From Verses to Tragedy: The Story of Basant and the Missing Question of Justice |
During the first half of last month, the primary focus of attention for Egyptians was neither the American Israeli war with Iran nor any other international development. Instead, the central issue dominating public attention was the tragedy of the Egyptian blogger Basant Suleiman, the Alexandrian woman who decided to end her life during a live broadcast. She jumped from the thirteenth floor balcony of a building in the upscale district of Smouha, in an incident that shook public opinion and reopened painful questions about Egypt’s personal status laws, the role of the state and society, social media, and psychological pressures.

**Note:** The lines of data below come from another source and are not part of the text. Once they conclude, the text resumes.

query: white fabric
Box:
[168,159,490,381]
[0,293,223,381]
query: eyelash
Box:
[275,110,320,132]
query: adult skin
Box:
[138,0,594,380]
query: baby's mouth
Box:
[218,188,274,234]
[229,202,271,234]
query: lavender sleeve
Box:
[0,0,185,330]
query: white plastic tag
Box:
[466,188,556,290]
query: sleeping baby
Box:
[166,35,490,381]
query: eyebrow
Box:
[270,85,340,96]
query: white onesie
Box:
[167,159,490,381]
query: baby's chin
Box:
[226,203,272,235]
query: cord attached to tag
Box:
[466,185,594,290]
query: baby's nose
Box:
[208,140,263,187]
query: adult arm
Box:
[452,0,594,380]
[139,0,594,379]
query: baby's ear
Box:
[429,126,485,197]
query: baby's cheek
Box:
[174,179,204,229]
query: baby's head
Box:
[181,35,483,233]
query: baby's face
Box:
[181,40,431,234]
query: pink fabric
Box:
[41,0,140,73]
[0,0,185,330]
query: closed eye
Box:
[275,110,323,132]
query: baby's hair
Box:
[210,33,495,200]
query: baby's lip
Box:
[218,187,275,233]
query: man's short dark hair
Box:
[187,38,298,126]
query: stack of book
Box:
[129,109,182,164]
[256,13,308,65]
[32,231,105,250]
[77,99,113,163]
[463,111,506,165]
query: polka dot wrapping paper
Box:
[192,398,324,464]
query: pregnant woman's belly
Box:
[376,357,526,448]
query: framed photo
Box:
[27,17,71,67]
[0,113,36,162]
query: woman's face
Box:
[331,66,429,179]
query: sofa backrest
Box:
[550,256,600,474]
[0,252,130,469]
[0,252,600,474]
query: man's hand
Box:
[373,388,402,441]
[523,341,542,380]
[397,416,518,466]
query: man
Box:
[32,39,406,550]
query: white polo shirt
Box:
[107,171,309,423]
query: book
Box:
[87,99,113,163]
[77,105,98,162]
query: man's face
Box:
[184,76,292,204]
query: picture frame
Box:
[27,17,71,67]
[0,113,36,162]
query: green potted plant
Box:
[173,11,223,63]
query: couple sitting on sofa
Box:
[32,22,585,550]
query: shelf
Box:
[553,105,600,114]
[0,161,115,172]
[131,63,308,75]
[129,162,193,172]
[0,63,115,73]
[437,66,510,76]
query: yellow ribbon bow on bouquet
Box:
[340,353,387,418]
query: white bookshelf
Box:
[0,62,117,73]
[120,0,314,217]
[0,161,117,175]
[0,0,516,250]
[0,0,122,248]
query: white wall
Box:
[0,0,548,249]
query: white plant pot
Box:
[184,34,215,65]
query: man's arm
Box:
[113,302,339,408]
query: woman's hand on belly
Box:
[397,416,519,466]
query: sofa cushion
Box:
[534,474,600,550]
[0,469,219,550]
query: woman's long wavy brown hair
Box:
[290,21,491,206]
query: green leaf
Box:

Some may ask: why is this article coming weeks after she “asked to leave our world”? The answer is simple. Every time I attempt to write, I am overwhelmed again by the same intense anger that took hold of me the moment I fully grasped what she had been subjected to the causes, the events, and an entire system of practices and behaviors that effectively pushed her toward the decision to commit suicide, and then to carry it out live before millions. A scene that cannot be separated from its social and psychological context.

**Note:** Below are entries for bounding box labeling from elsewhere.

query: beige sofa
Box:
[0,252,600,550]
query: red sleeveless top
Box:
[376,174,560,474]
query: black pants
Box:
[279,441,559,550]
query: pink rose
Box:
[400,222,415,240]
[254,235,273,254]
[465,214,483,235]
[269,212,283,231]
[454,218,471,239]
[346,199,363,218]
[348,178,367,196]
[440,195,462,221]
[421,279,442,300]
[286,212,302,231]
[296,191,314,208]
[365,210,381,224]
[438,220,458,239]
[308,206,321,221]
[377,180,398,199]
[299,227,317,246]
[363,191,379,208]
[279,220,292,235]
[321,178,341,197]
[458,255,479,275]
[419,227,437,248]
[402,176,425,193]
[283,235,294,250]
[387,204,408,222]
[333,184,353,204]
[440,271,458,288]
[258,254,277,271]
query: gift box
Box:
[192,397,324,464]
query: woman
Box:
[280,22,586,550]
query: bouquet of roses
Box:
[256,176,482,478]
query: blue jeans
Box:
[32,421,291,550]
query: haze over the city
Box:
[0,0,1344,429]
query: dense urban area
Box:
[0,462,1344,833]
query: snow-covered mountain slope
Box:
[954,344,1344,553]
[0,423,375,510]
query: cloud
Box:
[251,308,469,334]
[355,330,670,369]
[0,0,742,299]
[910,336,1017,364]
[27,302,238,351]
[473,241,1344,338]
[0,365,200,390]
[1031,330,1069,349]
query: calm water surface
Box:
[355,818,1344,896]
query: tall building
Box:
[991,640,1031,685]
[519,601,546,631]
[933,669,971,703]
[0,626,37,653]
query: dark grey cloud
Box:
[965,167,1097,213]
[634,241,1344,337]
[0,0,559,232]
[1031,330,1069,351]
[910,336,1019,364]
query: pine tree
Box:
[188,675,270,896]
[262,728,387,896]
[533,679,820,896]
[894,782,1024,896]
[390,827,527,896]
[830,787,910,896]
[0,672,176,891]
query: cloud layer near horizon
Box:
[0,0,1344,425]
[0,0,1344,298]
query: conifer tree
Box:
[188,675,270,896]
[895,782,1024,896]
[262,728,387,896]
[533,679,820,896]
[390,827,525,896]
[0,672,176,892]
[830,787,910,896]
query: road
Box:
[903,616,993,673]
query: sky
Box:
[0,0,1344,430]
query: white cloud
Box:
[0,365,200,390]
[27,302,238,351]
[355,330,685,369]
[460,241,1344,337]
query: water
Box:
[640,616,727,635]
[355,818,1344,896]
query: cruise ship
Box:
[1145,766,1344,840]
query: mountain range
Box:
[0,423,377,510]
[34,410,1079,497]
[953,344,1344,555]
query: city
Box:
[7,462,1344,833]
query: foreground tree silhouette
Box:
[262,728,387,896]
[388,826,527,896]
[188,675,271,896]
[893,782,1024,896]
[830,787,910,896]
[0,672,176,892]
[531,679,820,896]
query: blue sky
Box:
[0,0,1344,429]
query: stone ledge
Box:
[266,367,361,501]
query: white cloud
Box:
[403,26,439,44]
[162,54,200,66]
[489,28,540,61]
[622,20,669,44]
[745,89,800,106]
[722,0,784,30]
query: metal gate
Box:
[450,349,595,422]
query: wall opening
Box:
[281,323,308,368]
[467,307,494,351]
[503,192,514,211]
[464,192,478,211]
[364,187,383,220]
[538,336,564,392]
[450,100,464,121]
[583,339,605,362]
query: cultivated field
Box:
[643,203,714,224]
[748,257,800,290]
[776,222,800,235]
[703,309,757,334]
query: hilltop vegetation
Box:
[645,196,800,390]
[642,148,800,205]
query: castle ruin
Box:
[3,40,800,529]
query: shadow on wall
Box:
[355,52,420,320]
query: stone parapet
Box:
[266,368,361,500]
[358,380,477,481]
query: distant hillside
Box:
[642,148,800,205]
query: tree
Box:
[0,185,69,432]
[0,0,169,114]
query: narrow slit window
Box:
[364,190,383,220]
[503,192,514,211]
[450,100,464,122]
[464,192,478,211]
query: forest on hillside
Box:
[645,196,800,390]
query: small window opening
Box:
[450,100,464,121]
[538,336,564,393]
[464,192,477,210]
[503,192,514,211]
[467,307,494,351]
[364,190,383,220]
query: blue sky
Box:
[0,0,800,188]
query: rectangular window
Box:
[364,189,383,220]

This was not merely an individual act. In its brutality and public exposure, it became a direct indictment almost an eternal stigma against both the state and society together. A testimony written with her final decision and signed before everyone, as if declaring that the accumulated neglect, complicity, and absence of a real protective system for women in Egypt were the real cause.
What makes this anger persistent is that the core reason behind what happened is still deliberately concealed; neither discussed nor acknowledged, as if there were an unspoken agreement to........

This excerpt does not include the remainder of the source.